Almine Rech Bruxelles a le plaisir d'annoncer Successo evidente (hidden tracks) la septième exposition personnelle de Jean-Baptiste Bernadet à la galerie, du 16 janvier au 1er mars 2025.

Comment définissez-vous le succès ? Cette question triviale qui revient souvent dans les livres de développement personnel ou pendant un entretien d’embauche gênant porte de nombreuses implications lorsqu’on la pose dans le domaine de la peinture. En effet, il n’est pas du goût de tout le monde d’entendre que certains tableaux « adviennent » et « se produisent » tels un instantané. Si en peinture, une facture parfaitement lisse peut fasciner en suggérant un travail minutieux ou le triomphe de l'automatisation, les traces visibles de labeur et de frustration ont quelque chose de rassurant : les gens aiment savoir que ce n'est pas venu facilement. En art, à moins de tester comment faire les choses le moins bien possible en en faisant le moins possible, la satisfaction n’est rien. Mais ce genre de transgressions est de courte durée. L’approche protéiforme du peintre Jean-Baptiste Bernadet brouille les frontières entre ces croyances et attitudes contradictoires, à tel point que dans son travail, les conditions de réussite d’une œuvre peuvent être considérées comme un sujet à part entière.

Dans ses séries les plus connues, comme Fugue ou Vetiver, l'artiste utilise le moins de peinture possible et s'efforce de dissimuler le travail nécessaire pour parvenir à l’impression d'efficacité qui définit souvent ses compositions all-over. Même si elles résultent de l'accumulation de micro-événements sur la surface de la toile, ces peintures répondent à un critère selon lequel elles doivent apparaître comme des compositions trouvées, semblables aux paésines, aux t-shirts tie- dye, à des photocopies abîmées par le temps, à des phosphènes ou des couchers de soleil. À cet effet, Bernadet sait recouvrir ses traces pour se retirer peu à peu de la toile tout en la peignant.

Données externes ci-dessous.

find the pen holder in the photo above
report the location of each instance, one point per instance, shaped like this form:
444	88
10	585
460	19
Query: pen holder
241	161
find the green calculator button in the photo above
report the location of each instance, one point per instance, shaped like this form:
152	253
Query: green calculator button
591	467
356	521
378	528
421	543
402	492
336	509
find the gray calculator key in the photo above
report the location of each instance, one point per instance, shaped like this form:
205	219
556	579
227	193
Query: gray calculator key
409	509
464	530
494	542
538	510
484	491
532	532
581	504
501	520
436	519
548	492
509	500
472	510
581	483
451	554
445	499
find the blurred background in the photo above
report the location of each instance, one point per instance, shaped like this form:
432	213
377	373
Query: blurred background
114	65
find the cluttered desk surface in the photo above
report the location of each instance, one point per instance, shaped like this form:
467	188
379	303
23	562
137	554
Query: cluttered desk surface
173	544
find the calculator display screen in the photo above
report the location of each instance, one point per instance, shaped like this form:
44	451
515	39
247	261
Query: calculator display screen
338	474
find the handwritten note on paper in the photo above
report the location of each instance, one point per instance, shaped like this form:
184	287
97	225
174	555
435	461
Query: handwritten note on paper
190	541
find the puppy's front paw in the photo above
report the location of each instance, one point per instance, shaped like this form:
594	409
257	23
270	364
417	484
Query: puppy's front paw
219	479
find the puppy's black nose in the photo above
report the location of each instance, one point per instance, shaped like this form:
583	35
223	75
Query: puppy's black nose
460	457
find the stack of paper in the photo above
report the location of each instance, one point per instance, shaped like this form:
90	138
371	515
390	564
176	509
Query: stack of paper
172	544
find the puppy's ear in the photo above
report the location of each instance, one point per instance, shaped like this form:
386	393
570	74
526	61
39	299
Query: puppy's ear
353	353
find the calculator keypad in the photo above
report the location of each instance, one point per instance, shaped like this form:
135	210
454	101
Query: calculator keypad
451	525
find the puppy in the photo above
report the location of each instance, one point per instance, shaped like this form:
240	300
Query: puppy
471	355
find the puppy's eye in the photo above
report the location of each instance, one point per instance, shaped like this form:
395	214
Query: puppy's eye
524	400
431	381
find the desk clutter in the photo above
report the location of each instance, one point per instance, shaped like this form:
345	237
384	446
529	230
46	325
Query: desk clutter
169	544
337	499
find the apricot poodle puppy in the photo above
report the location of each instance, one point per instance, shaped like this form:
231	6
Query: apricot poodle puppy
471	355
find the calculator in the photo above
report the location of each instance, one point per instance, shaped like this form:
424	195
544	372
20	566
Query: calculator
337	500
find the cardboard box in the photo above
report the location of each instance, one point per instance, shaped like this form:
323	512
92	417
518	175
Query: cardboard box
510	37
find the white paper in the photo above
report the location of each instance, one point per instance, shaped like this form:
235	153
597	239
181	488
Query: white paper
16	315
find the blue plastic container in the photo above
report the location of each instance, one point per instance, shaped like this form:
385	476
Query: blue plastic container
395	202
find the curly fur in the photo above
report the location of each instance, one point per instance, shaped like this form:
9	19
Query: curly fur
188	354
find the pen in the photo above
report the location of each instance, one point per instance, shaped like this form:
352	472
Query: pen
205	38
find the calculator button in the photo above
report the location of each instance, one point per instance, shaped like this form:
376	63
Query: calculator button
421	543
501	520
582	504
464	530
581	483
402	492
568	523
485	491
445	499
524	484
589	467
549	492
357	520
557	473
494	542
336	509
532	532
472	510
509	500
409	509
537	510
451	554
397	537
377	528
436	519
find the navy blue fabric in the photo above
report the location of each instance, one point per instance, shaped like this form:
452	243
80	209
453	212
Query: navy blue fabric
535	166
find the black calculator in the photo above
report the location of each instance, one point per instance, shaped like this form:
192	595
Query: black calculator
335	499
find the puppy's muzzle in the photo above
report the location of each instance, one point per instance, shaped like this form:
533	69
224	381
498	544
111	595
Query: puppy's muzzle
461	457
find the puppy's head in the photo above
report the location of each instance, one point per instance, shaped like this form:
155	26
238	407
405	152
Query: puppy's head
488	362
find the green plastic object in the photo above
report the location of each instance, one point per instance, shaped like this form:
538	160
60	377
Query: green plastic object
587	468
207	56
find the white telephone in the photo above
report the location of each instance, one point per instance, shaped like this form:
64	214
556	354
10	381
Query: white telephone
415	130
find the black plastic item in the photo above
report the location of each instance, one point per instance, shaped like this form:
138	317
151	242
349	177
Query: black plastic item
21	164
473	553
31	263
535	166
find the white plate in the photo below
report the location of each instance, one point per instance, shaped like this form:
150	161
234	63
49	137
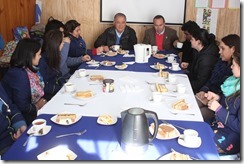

La fascination du peintre pour l’idée selon laquelle l’œuvre se concrétise lorsque, après de nombreux ajustements, elle commence à ressembler au résultat d’un hasard agréable, implique aussi que ce qui fait que le tableau « marche » est toujours sujet à débat. Successo evidente (hidden tracks) reformule la question mentionnée plus haut à travers un groupe de peintures qui fonctionnent comme une série d'arguments et de contre-arguments. La première partie du titre de l’exposition est issue d’une des peintures-enseignes qui ponctuent régulièrement le parcours de l’artiste. Peinturluré sur un fin morceau de bois saupoudré de paillettes, Successo evidente (2009) pourrait évoquer la promesse d'un charlatan ou le questionnement sincère d'un artiste dans son atelier. La question est à la fois sérieuse et un peu sarcastique : l’un n’excluant pas l’autre.

Ce qui semblerait être une tache accidentelle sur Untitled (a blessing) (2011-2024), petite peinture par numéros, fait écho à la palette de couleurs et aux touches spontanées d’une plus grande toile, Untitled (gran turismo) (2012-2024). Ce qui semble être unique se reproduit. Une mauvaise empreinte fait une bonne impression. Le succès arrive par l’échec ou en nettoyant son pinceau. Les échecs se produisent en travaillant. Le travail peut être trompeur. La tromperie est un dur travail. Travailler dur n’est pas tout. Tout le reste est difficile.

Pour Bernadet, un coloriste convaincu, peindre c’est aussi faire la cour. Dans ce jeu de perception et de séduction, l’artiste assume volontiers de jouer les dépravés pour tenir à distance les penchants héroïques du médium. Dans Untitled (briefly gorgeous) (2014-2024), une série de toiles sérigraphiées en noir et blanc montrant différents états de la même photographie d'un paon flamboyant trouvée à la Picture collection de la New York Public Library, l'artiste montre qu’il n’a pas peur de jouer avec les termes de son propre discours pictural. Dans cette suite d’œuvres réalisées mécaniquement, la couleur est évoquée par son absence.

Si la tendance de l’artiste à régulièrement corrompre ses propres réussites est d’une grande fraîcheur, il ne s’agit pas pour autant d’une méthodologie, mais plus simplement d’un mécanisme qui régule le flot de son travail. Dans une nouvelle série intitulée Acqua alta (2024), l’intelligence liquide inégalée de la peinture vient traduire la nature éphémère de perceptions qui se matérialisent dans une succession de couches translucides et dynamiques. Ces peintures évoquent le fonctionnement d'un scanner parcourant une surface plane submergée par les impressions d'un monde en mouvement. Le flottement indécis de plans, proches ou lointains, suggèrent des objets diaphanes tel des écrans sur lesquels nos propres impressions peuvent se rassembler en un certain ordre.